BT-APE: A Computationally Light Backtracking Approach to Automatic Prompt Engineering for Requirements Classification
Pith reviewed 2026-07-02 09:10 UTC · model grok-4.3
The pith
BT-APE produces prompts for requirements classification that reach the accuracy of heavy automatic methods while using 72 percent fewer input tokens and 66 percent less time.

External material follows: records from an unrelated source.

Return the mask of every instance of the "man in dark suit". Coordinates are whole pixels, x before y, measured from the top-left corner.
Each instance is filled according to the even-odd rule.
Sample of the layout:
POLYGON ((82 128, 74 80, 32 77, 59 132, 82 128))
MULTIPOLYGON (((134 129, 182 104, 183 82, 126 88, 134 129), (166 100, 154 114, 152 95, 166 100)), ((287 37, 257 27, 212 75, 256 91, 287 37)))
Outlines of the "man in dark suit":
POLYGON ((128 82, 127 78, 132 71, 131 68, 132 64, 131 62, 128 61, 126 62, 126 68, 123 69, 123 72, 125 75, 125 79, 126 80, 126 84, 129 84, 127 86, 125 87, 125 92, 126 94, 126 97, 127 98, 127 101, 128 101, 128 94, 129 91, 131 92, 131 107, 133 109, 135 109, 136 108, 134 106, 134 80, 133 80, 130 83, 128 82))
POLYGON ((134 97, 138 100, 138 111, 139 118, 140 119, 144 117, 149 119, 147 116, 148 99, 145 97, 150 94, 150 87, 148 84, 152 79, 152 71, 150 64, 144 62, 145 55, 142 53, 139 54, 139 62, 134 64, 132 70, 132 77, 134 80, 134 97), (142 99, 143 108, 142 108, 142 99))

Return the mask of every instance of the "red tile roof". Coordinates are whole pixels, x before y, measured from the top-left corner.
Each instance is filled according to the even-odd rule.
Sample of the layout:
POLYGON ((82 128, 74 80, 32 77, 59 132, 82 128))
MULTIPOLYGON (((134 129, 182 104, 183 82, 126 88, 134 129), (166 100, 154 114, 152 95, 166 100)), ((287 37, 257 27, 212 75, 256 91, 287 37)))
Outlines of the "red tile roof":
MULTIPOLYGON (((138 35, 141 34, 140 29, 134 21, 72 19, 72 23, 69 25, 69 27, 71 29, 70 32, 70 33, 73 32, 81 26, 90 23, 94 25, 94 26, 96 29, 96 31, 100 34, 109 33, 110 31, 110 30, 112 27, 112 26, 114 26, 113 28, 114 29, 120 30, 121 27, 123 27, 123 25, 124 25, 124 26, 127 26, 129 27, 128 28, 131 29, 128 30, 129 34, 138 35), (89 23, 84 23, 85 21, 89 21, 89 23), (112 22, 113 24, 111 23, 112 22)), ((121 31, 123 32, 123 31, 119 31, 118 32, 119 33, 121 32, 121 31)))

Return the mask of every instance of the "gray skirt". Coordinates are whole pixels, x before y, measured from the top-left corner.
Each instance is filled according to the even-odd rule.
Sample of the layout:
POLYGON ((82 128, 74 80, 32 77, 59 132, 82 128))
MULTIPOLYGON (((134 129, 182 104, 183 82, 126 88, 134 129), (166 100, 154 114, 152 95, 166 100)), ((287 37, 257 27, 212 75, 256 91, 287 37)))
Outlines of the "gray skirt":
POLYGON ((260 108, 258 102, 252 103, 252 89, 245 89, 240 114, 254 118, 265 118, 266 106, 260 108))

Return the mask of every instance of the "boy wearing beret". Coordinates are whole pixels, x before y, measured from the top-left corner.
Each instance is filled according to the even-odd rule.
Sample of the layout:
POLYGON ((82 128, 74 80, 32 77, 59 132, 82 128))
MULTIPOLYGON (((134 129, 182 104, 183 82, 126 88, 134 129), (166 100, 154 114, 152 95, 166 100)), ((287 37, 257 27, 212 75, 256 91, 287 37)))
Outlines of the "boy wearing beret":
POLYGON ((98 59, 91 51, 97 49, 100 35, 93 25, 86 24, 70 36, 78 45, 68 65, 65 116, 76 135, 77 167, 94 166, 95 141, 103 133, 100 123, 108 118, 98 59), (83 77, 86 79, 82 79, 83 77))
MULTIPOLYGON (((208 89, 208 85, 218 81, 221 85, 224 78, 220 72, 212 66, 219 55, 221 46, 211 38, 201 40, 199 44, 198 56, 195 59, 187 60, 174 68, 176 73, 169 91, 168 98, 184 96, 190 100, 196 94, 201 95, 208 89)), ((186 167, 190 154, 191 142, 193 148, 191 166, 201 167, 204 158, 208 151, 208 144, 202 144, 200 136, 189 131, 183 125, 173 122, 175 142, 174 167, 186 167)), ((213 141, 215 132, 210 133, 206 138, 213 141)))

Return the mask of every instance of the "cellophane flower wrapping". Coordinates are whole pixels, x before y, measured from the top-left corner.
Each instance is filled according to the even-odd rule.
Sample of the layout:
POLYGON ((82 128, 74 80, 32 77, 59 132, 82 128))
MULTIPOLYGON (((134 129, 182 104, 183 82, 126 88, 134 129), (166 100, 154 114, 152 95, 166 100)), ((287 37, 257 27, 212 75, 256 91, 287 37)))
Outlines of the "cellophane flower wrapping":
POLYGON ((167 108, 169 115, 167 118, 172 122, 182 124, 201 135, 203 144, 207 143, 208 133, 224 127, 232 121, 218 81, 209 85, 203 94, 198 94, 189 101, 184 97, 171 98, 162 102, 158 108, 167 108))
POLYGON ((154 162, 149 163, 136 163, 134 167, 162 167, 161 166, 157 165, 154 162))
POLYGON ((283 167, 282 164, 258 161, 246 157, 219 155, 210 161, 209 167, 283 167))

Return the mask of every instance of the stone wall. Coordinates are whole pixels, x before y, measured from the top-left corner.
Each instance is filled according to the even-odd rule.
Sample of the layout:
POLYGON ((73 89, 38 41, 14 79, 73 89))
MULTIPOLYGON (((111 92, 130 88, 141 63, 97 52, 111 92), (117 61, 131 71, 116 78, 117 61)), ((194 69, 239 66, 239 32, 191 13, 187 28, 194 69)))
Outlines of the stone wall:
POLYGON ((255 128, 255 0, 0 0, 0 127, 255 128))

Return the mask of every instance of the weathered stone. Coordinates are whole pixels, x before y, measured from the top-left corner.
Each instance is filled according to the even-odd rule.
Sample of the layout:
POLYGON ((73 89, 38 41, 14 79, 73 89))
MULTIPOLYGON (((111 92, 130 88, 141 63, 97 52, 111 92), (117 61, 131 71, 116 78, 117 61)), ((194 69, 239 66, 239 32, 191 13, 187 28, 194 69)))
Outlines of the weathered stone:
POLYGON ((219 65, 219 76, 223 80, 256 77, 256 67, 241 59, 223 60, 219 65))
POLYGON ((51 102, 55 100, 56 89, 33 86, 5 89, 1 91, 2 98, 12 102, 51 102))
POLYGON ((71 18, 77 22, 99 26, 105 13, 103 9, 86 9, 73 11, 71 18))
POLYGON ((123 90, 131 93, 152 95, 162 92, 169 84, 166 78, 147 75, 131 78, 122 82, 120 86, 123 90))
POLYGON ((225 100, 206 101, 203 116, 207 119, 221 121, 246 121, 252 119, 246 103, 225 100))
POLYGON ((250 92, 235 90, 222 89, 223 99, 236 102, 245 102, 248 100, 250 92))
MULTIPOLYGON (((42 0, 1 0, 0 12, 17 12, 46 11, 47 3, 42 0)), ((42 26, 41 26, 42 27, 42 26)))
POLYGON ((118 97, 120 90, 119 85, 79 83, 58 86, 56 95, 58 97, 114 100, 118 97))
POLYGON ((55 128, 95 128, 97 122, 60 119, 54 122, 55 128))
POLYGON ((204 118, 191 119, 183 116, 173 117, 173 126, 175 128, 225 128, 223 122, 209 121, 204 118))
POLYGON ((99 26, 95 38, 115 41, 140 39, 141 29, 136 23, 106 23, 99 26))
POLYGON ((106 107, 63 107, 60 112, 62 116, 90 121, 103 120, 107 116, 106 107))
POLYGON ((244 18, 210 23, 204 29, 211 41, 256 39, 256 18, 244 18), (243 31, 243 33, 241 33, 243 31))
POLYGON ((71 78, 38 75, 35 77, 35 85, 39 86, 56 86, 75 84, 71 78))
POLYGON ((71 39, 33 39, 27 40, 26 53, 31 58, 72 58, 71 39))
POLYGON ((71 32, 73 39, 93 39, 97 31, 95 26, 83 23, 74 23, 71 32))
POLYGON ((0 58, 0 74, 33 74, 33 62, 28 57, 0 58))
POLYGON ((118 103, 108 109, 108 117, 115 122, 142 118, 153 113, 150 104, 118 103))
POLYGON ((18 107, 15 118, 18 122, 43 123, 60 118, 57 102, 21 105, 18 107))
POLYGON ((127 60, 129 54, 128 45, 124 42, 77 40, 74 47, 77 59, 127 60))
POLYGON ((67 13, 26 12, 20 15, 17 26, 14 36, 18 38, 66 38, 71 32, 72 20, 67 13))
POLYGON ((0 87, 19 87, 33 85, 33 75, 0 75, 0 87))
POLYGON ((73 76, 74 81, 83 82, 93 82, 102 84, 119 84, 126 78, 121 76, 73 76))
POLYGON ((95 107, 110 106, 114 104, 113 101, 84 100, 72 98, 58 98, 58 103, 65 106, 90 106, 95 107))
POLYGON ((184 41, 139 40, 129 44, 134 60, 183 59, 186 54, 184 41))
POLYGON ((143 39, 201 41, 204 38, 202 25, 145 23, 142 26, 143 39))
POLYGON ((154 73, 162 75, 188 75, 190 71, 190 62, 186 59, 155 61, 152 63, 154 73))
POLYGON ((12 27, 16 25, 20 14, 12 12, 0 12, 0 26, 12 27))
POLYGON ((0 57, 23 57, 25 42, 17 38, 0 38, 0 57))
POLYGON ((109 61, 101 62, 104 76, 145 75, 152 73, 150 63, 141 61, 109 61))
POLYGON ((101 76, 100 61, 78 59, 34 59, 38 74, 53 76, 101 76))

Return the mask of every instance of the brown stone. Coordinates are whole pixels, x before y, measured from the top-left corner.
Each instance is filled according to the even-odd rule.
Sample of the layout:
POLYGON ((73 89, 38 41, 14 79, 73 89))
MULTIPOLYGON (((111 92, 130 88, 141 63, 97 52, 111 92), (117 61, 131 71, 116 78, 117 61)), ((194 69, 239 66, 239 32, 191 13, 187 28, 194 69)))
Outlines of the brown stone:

A machine-rendered reading of the paper's core claim, the machinery that carries it, and where it could break.
Core claim
BT-APE iteratively refines prompts for requirements classification by having an LLM propose candidates, then applying backtracking search and dynamic example selection to identify high-performing prompts. Across three datasets and five LLMs it matches the accuracy of the resource-intensive PE2 method while consuming roughly 72 percent fewer input tokens and 66 percent less wall-clock time, and it substantially outperforms four classical prompting baselines with large effect sizes.
What carries the argument
Backtracking search over LLM-generated prompt candidates combined with dynamic example selection.
If this is right
- Requirements classification tasks can shift from manual trial-and-error prompt writing to an automated search process.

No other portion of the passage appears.